Oh, could I tank. I had a talent for it, I think, maybe. A knack for beating the living shit out of people who aggro'd onto my teammates without even thinking about it and keeping the aggro on me. I loved it. I loved never dying because people would always keep the tank healed at ALL COSTS. You know what happens if the tank dies? Everyone wipes, that's what. The feeling of power that came with tanking was great. For once people got panicked if I had to leave the group in the middle of a grind. AoEs like Dancer and pullers like Thief were a penny a dozen, but Merc tanks were rare and precious. If you didn't have a tank you were done.
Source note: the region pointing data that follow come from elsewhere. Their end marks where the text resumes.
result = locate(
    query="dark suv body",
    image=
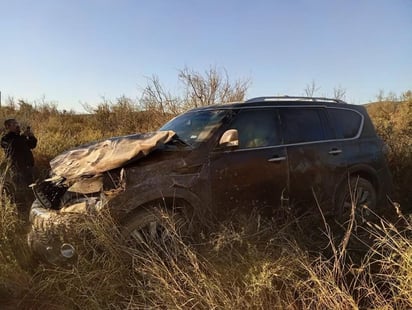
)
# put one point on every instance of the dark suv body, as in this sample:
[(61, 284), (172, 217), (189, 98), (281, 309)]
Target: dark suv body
[(256, 153)]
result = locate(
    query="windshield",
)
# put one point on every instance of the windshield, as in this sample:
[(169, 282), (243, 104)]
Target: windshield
[(195, 127)]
That's how it is with all games, I guess, but DOMO taught me how much I like the exact roles that I WASN'T playing back then: support and tank. I took a break from DOMO and still am, but I haven't permanently quit it and I might yet return one day.
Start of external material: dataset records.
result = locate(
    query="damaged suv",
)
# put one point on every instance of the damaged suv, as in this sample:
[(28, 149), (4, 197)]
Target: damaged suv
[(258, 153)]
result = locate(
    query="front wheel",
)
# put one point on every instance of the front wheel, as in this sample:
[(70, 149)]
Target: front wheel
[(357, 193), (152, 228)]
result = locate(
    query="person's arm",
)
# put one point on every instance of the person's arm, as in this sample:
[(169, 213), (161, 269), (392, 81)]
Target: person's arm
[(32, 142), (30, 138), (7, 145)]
Guild Wars was great, too. I wish other pay-to-play games were pay-once-and-you're-done. And bringing partners who weren't people was fun, until I realized that this WASN'T an mmo. It was... something else, a video game I was playing while talking to other people on occasion, if at all.

But eventually I did discover several things about GW that made it so great. For one, it was plot intensive. A lot less kill-and-grab quests than most, though of course there were those too. Complex classes that required skill to master, not just thoughtless button-mashing (well, at least at first). The ability to create level-cap characters for PvP purposes taught me to love PvP for the first time. When we'd get a really good random group together and all would go smoothly, we'd string together two, three, eight victories before we met the rare better random team and would be taken down. And of course I loved the ambiance, the music and scenery. Nightfall was my favorite. And I loved how everywhere outside of the towns was an instance. Must've been VERY costly to run on a server... but for once, there was no one parading around taking my mobs and loot and just generally kicking my ass.
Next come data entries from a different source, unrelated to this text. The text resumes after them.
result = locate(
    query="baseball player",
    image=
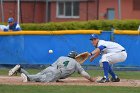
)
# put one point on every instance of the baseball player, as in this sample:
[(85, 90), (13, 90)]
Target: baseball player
[(2, 27), (62, 68), (12, 25), (111, 53)]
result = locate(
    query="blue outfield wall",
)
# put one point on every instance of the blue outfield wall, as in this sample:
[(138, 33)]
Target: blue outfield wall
[(33, 49)]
Somewhere in there I tried World of Warcraft like everyone does. I loved it when I opened the box. I read through the manual anxiously on the way home as my mom drove me to our house (I'm still not sure if she knows what an MMO is, or if she'd have approved back then, but I was antisocial and didn't talk to anyone anyway). I was a Night Elf Druid. But oh, the grind. It hurt. Wow, it hurt.

I barely made it to the level where I got to be a cat. So stupid. Didn't even train the skill. I expect if I went back and tried again, I'd be a lot more efficient, but hey. Maybe WoW and I just weren't meant to be.

Oh, plus there was this other elf who came onto me and told me to take my armor off. Mark of maturity, right there, for me: I laughed and ignored him. A year before I'd have freaked out. Go, me.

Anyway, there've been others. Now I'm at Rift.

Tl;dr MMOs are not for Inky. But she tries anyway.

Hey nonexistent readers, you just raeg at my long self-centered post nonexistently, k? I'll care so hard.